Publications

SlowFormer: Adversarial Attack on Compute and Energy Consumption of Efficient Vision Transformers

SlowFormer is an adversarial attack that affects the efficiency of adaptive inference methods for image classification. Input adaptive methods can reduce the computation at test time by avoiding the processing of unnecessary regions (e.g. token dropping) or by modifying the architecture (e.g. early exit, layer skip). We propose a universal adversarial patch attack that aims to increase the computation of such inputs to the maximum possible level. We show that such efficient methods are vulnerable to compute adversarial attacks and propose a defense mechanism.

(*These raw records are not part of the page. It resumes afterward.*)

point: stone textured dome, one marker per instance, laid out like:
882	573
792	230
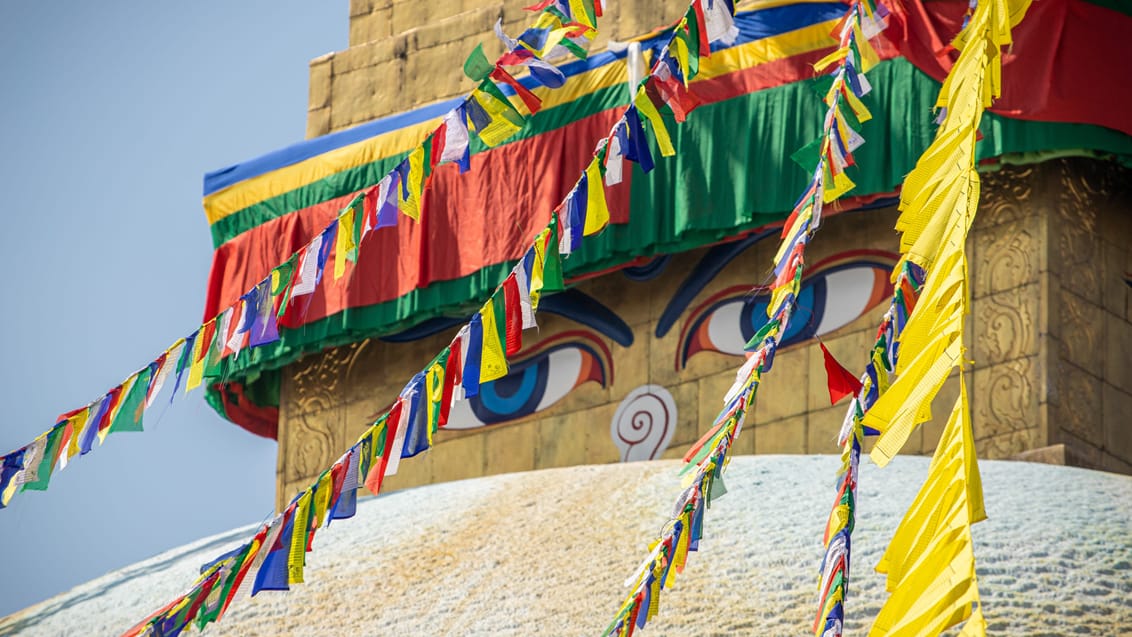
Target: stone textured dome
547	552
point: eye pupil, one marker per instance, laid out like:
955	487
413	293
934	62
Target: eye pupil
512	396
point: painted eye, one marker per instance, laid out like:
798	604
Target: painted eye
542	378
837	291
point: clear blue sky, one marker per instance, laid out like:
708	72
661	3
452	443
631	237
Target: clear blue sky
111	113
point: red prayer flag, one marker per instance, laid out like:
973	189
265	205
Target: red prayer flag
377	472
452	377
531	100
439	136
514	318
840	380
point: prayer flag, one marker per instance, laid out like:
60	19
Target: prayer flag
455	138
514	315
522	273
597	211
52	449
529	99
472	353
633	140
494	361
133	405
273	573
644	104
840	380
477	66
344	244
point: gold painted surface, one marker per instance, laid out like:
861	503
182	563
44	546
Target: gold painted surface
1052	315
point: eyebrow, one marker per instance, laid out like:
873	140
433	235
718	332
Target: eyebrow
573	304
709	267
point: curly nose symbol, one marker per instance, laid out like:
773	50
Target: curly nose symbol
644	423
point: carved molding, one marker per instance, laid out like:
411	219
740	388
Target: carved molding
1006	196
317	381
1006	257
1005	326
317	387
1005	398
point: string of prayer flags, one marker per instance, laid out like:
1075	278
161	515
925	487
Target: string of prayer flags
833	580
676	66
931	341
275	558
254	319
937	205
841	381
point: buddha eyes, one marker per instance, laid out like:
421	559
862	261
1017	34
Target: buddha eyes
541	379
835	292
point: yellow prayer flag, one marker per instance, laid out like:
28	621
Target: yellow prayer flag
597	211
538	267
434	387
343	241
577	7
679	50
646	108
297	556
492	359
832	58
500	127
197	360
411	206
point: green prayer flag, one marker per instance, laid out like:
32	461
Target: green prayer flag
499	307
808	155
552	270
129	415
282	282
48	464
691	39
477	67
718	490
761	335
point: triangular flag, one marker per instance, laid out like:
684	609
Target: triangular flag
477	66
841	381
597	211
494	359
514	315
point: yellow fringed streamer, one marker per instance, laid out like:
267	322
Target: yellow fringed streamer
297	554
931	561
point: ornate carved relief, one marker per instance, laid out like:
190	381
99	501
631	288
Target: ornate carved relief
1005	326
317	387
1005	398
317	381
1005	196
1006	257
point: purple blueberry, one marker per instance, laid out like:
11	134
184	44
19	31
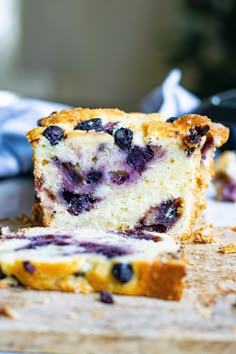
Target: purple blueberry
123	138
123	272
171	119
54	134
139	156
91	124
106	297
78	203
162	217
196	133
93	176
2	275
29	267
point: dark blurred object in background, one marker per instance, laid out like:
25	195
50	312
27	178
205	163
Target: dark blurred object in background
222	108
204	46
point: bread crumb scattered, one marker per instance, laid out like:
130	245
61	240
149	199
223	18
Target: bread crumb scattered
8	312
228	249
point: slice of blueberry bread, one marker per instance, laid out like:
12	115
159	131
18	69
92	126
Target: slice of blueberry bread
113	170
86	260
225	176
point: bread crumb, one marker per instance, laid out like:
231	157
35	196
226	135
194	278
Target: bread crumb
204	234
98	314
228	249
8	312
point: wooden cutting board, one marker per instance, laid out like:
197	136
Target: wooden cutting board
204	321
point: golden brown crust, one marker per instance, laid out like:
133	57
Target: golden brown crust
161	279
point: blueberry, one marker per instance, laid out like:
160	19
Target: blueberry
161	217
29	266
78	203
171	119
119	177
106	297
2	275
139	156
54	134
122	272
91	124
123	138
93	176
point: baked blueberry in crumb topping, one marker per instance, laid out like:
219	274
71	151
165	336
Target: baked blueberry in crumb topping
106	297
78	203
93	176
91	124
171	119
119	177
162	217
29	267
123	272
189	151
54	134
123	138
139	156
196	133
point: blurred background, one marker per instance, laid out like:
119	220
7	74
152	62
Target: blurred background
112	53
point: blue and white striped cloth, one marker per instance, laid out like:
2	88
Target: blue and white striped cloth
18	115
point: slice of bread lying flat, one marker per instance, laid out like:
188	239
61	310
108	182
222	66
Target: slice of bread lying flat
87	260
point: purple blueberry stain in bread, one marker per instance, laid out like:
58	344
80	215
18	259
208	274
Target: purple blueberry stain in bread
109	127
28	266
94	176
106	250
53	134
139	156
123	138
139	235
106	297
123	272
80	247
78	203
2	275
91	124
162	217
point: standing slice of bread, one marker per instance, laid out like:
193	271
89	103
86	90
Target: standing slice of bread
112	170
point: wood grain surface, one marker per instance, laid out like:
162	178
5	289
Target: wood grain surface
204	321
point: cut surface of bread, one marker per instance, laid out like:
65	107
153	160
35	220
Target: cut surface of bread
87	260
112	170
225	176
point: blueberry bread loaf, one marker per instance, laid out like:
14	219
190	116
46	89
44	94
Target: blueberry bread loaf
113	170
85	260
225	176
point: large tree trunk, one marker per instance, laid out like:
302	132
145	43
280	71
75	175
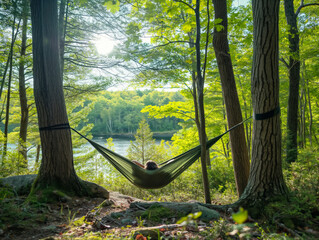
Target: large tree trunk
266	178
237	136
57	167
22	89
294	78
6	123
200	101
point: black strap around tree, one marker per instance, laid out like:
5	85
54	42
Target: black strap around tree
270	114
56	127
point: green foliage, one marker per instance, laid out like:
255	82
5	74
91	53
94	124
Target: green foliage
241	216
144	147
120	112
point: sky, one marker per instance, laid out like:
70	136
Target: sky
240	2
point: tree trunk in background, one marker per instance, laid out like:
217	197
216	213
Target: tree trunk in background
294	78
266	177
22	89
57	167
234	116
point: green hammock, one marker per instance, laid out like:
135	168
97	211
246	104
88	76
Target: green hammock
152	179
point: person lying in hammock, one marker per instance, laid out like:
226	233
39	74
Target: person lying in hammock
149	165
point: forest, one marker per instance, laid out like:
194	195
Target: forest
234	84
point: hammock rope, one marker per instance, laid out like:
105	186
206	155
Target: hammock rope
166	173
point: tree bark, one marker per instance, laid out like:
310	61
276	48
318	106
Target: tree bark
294	78
57	167
200	99
10	59
22	88
266	177
234	116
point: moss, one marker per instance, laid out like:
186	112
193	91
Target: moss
156	213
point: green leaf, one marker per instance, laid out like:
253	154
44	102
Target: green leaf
112	6
241	216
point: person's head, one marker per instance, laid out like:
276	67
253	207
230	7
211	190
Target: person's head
151	165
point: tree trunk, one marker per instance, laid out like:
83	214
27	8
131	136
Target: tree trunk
22	89
266	178
294	78
234	116
6	123
201	111
57	167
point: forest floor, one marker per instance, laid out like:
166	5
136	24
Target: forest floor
117	218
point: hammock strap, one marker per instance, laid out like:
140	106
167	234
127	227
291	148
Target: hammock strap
267	115
56	127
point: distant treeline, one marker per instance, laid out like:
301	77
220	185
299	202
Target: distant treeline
119	113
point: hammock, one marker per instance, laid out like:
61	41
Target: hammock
152	179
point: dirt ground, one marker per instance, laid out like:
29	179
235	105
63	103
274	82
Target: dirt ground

Navaneet K L*, Koohpayegani, S.A.*, Sleiman, E.*, Pirsiavash, H., (2024). "SlowFormer: Adversarial Attack on Compute and Energy Consumption of Efficient Vision Transformers." IEEE Conference on Computer Vision and Pattern Recognition (CVPR).

Compact3D: Compressing Gaussian Splat Radiance Field Models with Vector Quantization

Compact3D is a method to compress 3D Gaussian Splat models. We notice that many Gaussians in 3DGS share similar parameters, so we introduce a simple vector quantization method based on K-means algorithm to quantize them. Then, we store the small codebook along with the index of the code for each Gaussian. Moreover, we compress the indices further by sorting them and using a method similar to run-length encoding.

Navaneet K L*, Meibodi, K.P.*, Koohpayegani, S.A., Pirsiavash, H., (2023). "Compact3D: Compressing Gaussian Splat Radiance Field Models with Vector Quantization".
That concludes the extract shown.